Search code examples
pythonregexdocxtext-extractionpython-docx

How do you write text extracted from PDF (using textract) to docx files in python


I have several articles in a single pdf file and I am trying to separate those articles and write them to separate Docx files. I managed to separate them using regex but when I try to write them to docx files, it throws this error: ValueError: All strings must be XML compatible: Unicode or ASCII, no NULL bytes or control characters.

My code is as follows:

my_path = "/path/to/pdf"

newpath = textract.process(my_path)
newpath2 = newpath.decode("UTF-8")

result = re.findall(r'\d+ words(.*?)Document \w+', newpath2, re.DOTALL)

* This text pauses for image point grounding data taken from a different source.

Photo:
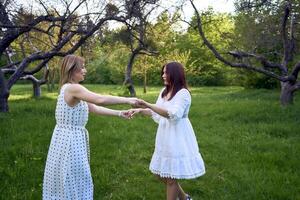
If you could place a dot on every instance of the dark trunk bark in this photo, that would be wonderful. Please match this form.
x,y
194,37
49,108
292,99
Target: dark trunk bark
x,y
4,94
287,94
36,89
128,81
145,82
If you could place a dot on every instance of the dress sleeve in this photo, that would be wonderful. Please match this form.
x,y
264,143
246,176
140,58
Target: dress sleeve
x,y
181,101
156,117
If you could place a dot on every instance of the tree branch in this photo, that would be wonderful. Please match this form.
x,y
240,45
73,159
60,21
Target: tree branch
x,y
222,59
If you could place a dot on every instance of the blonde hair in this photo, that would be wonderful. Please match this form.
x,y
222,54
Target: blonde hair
x,y
70,63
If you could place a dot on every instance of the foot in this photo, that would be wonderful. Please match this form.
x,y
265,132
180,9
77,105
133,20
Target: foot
x,y
188,197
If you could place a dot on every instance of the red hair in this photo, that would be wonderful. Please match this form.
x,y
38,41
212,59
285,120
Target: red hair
x,y
175,77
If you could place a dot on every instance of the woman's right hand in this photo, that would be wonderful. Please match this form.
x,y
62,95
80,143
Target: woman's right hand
x,y
132,101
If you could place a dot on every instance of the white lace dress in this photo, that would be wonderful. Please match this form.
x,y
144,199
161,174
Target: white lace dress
x,y
67,172
176,153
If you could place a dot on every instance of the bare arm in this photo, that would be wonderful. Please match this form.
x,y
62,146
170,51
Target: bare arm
x,y
159,110
143,111
76,92
99,110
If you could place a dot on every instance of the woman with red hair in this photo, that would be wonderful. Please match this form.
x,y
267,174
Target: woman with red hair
x,y
176,155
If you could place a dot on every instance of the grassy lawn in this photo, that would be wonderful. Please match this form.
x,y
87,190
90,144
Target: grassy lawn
x,y
250,145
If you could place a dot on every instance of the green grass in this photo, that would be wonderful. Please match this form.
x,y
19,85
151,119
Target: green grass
x,y
250,145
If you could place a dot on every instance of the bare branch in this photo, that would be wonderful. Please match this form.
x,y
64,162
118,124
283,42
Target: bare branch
x,y
222,59
286,43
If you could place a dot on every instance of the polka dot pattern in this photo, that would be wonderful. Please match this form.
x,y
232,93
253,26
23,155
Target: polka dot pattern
x,y
67,172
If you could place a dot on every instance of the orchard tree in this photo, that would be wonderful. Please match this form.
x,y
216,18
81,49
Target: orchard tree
x,y
281,65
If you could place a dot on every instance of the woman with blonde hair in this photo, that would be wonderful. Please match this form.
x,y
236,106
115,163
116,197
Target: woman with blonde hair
x,y
67,173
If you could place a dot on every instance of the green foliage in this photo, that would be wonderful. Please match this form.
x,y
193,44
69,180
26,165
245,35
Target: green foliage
x,y
249,143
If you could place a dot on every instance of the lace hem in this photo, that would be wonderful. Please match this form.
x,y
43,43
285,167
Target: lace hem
x,y
167,175
177,168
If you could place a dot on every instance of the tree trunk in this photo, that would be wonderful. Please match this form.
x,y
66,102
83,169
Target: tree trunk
x,y
145,82
36,89
128,81
4,94
287,94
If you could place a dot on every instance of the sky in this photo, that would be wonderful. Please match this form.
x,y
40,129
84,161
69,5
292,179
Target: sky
x,y
188,11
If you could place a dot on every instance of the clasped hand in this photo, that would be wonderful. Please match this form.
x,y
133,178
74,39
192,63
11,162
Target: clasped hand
x,y
138,104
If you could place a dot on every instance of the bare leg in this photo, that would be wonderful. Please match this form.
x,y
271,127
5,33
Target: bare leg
x,y
172,189
181,194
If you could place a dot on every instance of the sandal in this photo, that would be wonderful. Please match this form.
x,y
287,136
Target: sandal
x,y
188,197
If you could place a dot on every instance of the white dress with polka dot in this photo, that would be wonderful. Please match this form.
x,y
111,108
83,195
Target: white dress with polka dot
x,y
67,172
176,153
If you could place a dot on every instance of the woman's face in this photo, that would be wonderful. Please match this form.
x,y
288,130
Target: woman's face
x,y
79,74
165,76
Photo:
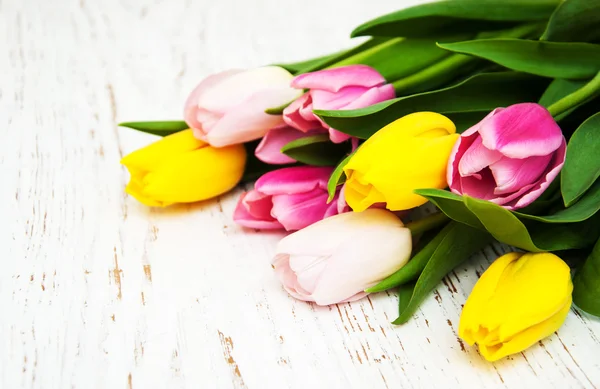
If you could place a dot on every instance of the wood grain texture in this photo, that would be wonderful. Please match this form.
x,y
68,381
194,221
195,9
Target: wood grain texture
x,y
98,291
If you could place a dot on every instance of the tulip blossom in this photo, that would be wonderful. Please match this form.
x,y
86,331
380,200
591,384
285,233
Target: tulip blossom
x,y
269,148
229,107
336,259
290,198
181,169
519,300
510,157
343,88
407,154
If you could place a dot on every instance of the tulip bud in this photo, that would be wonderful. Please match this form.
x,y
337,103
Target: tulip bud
x,y
336,259
290,198
519,300
510,157
182,169
346,87
407,154
229,107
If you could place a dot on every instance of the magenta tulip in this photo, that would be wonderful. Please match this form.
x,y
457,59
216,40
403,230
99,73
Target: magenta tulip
x,y
508,158
343,88
290,198
229,107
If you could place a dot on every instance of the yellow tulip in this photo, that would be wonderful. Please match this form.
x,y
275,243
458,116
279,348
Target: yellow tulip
x,y
182,169
407,154
519,300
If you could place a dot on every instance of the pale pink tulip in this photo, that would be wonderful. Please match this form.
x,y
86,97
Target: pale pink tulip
x,y
269,148
508,158
335,260
343,88
290,198
229,107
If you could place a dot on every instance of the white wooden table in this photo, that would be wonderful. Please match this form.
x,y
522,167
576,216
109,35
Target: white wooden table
x,y
98,291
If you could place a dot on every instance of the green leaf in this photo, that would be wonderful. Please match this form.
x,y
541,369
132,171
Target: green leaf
x,y
160,128
416,54
254,166
482,92
574,21
316,150
415,266
459,242
337,177
582,164
531,235
558,89
546,59
331,61
587,206
436,19
507,228
586,284
452,205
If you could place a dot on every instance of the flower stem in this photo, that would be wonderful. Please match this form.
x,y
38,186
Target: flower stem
x,y
427,223
574,99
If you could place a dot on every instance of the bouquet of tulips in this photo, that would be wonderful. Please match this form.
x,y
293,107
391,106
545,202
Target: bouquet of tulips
x,y
489,110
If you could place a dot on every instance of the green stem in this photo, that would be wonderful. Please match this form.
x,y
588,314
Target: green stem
x,y
427,223
574,99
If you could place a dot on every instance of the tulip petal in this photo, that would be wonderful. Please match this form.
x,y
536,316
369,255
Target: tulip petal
x,y
373,96
248,121
293,114
292,180
269,148
511,306
539,187
480,296
154,155
527,337
480,186
513,174
253,210
308,270
296,211
521,131
323,99
346,275
477,157
196,175
335,79
232,91
191,104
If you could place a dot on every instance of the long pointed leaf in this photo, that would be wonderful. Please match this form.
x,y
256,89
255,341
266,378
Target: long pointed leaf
x,y
435,19
546,59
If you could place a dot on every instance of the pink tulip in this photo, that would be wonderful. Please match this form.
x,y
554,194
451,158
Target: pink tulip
x,y
290,198
508,158
229,107
335,260
347,87
269,148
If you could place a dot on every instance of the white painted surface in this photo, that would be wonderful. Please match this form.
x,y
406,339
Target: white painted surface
x,y
97,291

save_path = "/path/to/write/docx/files/"

for each in result:
    import time
    time=str(time.time())
    finalpath = (os.path.join(save_path, time))
    finalpath2 = finalpath+".docx"
    mydoc = docx.Document()
    mydoc.add_paragraph(each)
    mydoc.save(finalpath2)

Solution

  • You can remove all null and control byte chars and use

    .add_paragraph(remove_control_characters(each.replace('\x00','')))
    

    The remove_control_characters function can be borrowed from Removing control characters from a string in python thread.

    Code snippet:

    import unicodedata
    def remove_control_characters(s):
        return "".join(ch for ch in s if unicodedata.category(ch)[0]!="C")
    
    my_path = "/path/to/pdf"
    
    newpath = textract.process(my_path)
    newpath2 = newpath.decode("UTF-8")
    
    result = re.findall(r'\d+ words(.*?)Document \w+', newpath2, re.DOTALL)
    
    save_path = "/path/to/write/docx/files/"
    
    for each in result:
        import time
        time=str(time.time())
        finalpath = (os.path.join(save_path, time))
        finalpath2 = finalpath+".docx"
        mydoc = docx.Document()
        mydoc.add_paragraph(remove_control_characters(each.replace('\x00','')))
        mydoc.save(finalpath2)